`polars.SQLContext` like feature for `node-polars `
Closed this issue · 0 comments
I propose adding a feature to the node-polars library that mirrors the functionality of the SQLContext in the polars Python client. This feature would allow users to execute SQL queries against registered DataFrame data within Node.js, providing a more familiar and versatile way to manipulate and query data.
Motivation:
Introducing an SQLContext-like feature to node-polars would offer users a familiar interface for querying and manipulating DataFrame data using SQL syntax. This would improve usability and reduce the learning curve for users transitioning from other data manipulation libraries that support SQL-like querying.
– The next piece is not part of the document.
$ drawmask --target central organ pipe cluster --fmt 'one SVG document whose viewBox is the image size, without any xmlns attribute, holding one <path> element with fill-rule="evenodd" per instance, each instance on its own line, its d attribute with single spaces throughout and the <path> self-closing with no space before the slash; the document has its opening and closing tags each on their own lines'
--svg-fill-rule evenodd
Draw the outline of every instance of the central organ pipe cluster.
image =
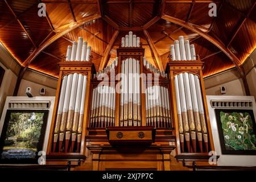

Additionally, it would enhance the versatility of node-polars by providing an alternative data querying method alongside the existing DataFrame API.
Example Usage:
const { DataFrame, SQLContext } = require('node-polars');
const df = new DataFrame({
title: ["The Godfather", "The Dark Knight", "Schindler's List", "Pulp Fiction", "The Shawshank Redemption"],
release_year: [1972, 2008, 1993, 1994, 1994],
budget: [6000000, 185000000, 22000000, 8000000, 25000000],
gross: [134821952, 533316061, 96067179, 107930000, 28341469],
imdb_score: [9.2, 9.0, 8.9, 8.9, 9.3]
});
const ctx = new SQLContext({ films: df });
// Execute a SQL query against the registered frame data
const result = ctx.execute(`
SELECT title, release_year, imdb_score
FROM films
WHERE release_year > 1990
ORDER BY imdb_score DESC
`, { eager: true });
console.log(result);
>>> shape: (4, 3)
┌──────────────────────────┬──────────────┬────────────┐
│ title ┆ release_year ┆ imdb_score │
│ --- ┆ --- ┆ --- │
│ str ┆ i64 ┆ f64 │
╞══════════════════════════╪══════════════╪════════════╡
│ The Shawshank Redemption ┆ 1994 ┆ 9.3 │
│ The Dark Knight ┆ 2008 ┆ 9.0 │
│ Schindler's List ┆ 1993 ┆ 8.9 │
│ Pulp Fiction ┆ 1994 ┆ 8.9 │
└──────────────────────────┴──────────────┴────────────┘
In this example, we create a DataFrame df with movie data and register it with an SQLContext ctx. We then execute an SQL query against the registered DataFrame, filtering movies released after 1990 and ordering them by IMDb score in descending order. The result is stored in result, and its shape is logged to the console.